部落客的源碼位址:https://github.com/sjy234sjy234/KinectFusion-ios
原論文:"KinectFusion: Real-time dense surface mapping and tracking."
本文主要介紹KinectFusion-ios中的接口調用方法,以及KinectFusion的算法架構。
一、算法調用示例
在上一篇的博文裡已經介紹過,算法調用示例的代碼主要編寫在ViewController.mm檔案中。其中,從depth.bin讀取深度幀資料流的過程,這是ios研發相關内容,不再展開介紹。這裡主要解釋一下KinectFusion的調用示例,主要是FusionProcessor類的初始化和調用。
首先,是viewDidLoad方法中FusionProcessor的初始化代碼
self.fusionProcessor = [FusionProcessor shareFusionProcessorWithContext: _metalContext];
[self.fusionProcessor setRenderBackColor: {24.0 / 255, 31.0 / 255, 50.0 / 255, 1}];
simd::float4 cube = {-107.080887, -96.241348, -566.015991, 223.474106};
[self.fusionProcessor setupTsdfParameterWithCube: cube];
其中,第1行是類的初始化,第2行設定渲染展示時的背景顔色,第3、4行設定一個立方體(x, y, z, w)。這裡解釋一下,KinectFusion算法需要初始化一個立方體包圍盒,代碼中的cube就是一個預先确定的人臉立方體包圍盒,這可以通過計算機視覺的方法獲得,這裡不展開介紹。
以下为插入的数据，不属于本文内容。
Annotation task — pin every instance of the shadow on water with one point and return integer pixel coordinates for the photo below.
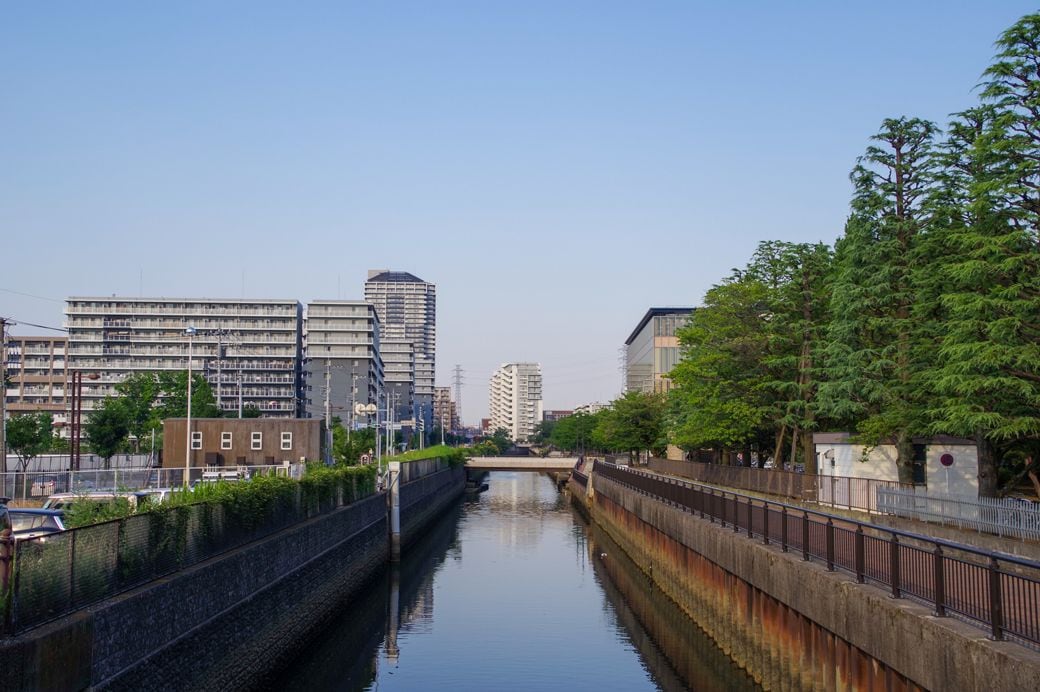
(677, 654)
(344, 656)
(531, 529)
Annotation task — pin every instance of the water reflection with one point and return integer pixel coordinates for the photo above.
(531, 604)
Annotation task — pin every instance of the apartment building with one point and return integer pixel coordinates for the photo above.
(445, 413)
(249, 350)
(516, 399)
(36, 376)
(407, 307)
(652, 350)
(341, 356)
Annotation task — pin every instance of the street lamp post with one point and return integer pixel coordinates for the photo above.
(190, 332)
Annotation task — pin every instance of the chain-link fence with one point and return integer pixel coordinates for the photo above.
(33, 487)
(51, 575)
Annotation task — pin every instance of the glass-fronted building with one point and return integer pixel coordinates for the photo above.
(652, 350)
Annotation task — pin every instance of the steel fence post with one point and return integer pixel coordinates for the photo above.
(805, 535)
(893, 565)
(940, 584)
(995, 599)
(765, 522)
(830, 544)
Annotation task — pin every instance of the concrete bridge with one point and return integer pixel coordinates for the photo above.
(547, 464)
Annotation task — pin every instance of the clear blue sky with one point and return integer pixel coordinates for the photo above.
(554, 168)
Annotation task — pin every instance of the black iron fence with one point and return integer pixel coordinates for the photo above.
(838, 491)
(996, 591)
(47, 577)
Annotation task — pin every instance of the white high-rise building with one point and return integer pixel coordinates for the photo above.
(516, 399)
(407, 307)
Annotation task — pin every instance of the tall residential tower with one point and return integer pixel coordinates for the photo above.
(407, 307)
(516, 399)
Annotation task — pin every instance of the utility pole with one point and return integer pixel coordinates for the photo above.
(3, 395)
(458, 380)
(354, 400)
(328, 412)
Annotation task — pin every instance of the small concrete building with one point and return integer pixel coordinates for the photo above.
(947, 465)
(241, 441)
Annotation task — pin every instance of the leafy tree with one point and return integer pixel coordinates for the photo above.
(543, 432)
(634, 423)
(719, 400)
(989, 378)
(29, 435)
(797, 279)
(500, 438)
(575, 433)
(174, 398)
(876, 351)
(107, 428)
(250, 411)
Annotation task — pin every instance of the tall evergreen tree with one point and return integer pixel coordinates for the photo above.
(990, 375)
(719, 400)
(875, 354)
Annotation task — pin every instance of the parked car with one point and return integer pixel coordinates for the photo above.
(33, 522)
(62, 501)
(152, 495)
(44, 485)
(4, 518)
(217, 477)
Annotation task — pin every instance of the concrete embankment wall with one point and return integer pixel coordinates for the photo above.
(226, 622)
(791, 623)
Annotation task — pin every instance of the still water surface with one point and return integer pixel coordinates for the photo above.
(513, 591)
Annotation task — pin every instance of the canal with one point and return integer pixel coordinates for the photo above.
(513, 590)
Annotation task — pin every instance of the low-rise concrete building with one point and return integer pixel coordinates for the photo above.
(947, 464)
(240, 441)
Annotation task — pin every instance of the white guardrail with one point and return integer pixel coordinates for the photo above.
(1004, 516)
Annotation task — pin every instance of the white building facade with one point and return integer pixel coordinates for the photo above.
(407, 307)
(341, 358)
(516, 399)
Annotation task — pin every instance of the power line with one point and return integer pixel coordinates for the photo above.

其中,(x, y, z)表示立方體的一個頂點,w表示立方體的邊長,進而确定三維空間中的一個立方體包圍盒。
然後,是讀取深度資料流後執行的回調方法
- (void)stream:(NSStream *)stream handleEvent:(NSStreamEvent)eventCode {
switch(eventCode) {
case NSStreamEventHasBytesAvailable:
{
//read every frame from depth.bin, which contains one single disparity frame of 640 x 480 x float16,
//we can easily derive depth from disparity: depth = 1.0 / disparity;
int frameLen = PORTRAIT_WIDTH * PORTRAIT_HEIGHT * 2;
uint8_t* buf = new uint8_t[frameLen];
unsigned int len = 0;
len = [(NSInputStream *)stream read:buf maxLength:frameLen];
if(len == frameLen)
{
BOOL isFusionOK = [self.fusionProcessor processDisparityData:buf withIndex:m_fusionFrameIndex withTsdfUpdate: YES];
if(isFusionOK)
{
id<MTLTexture> textureAfterFusion=[self.fusionProcessor getColorTexture];
[self.scanningRenderer render: textureAfterFusion];
m_fusionFrameIndex++;
}
else
{
NSLog(@"Fusion Failed");
}
}
delete buf;
break;
}
default:
if(m_fusionFrameIndex > 0)
{
m_isFusionComplete = YES;
}
}
}
其中,7-10行從資料流讀取一幀的深度資料,單幀的大小是480x640x2 byte;13行完成一次KinectFusion的單幀處理的調用;16-17行是将目前重建的模型進行渲染展示;18行更新幀的序列号m_fusionFrameIndex。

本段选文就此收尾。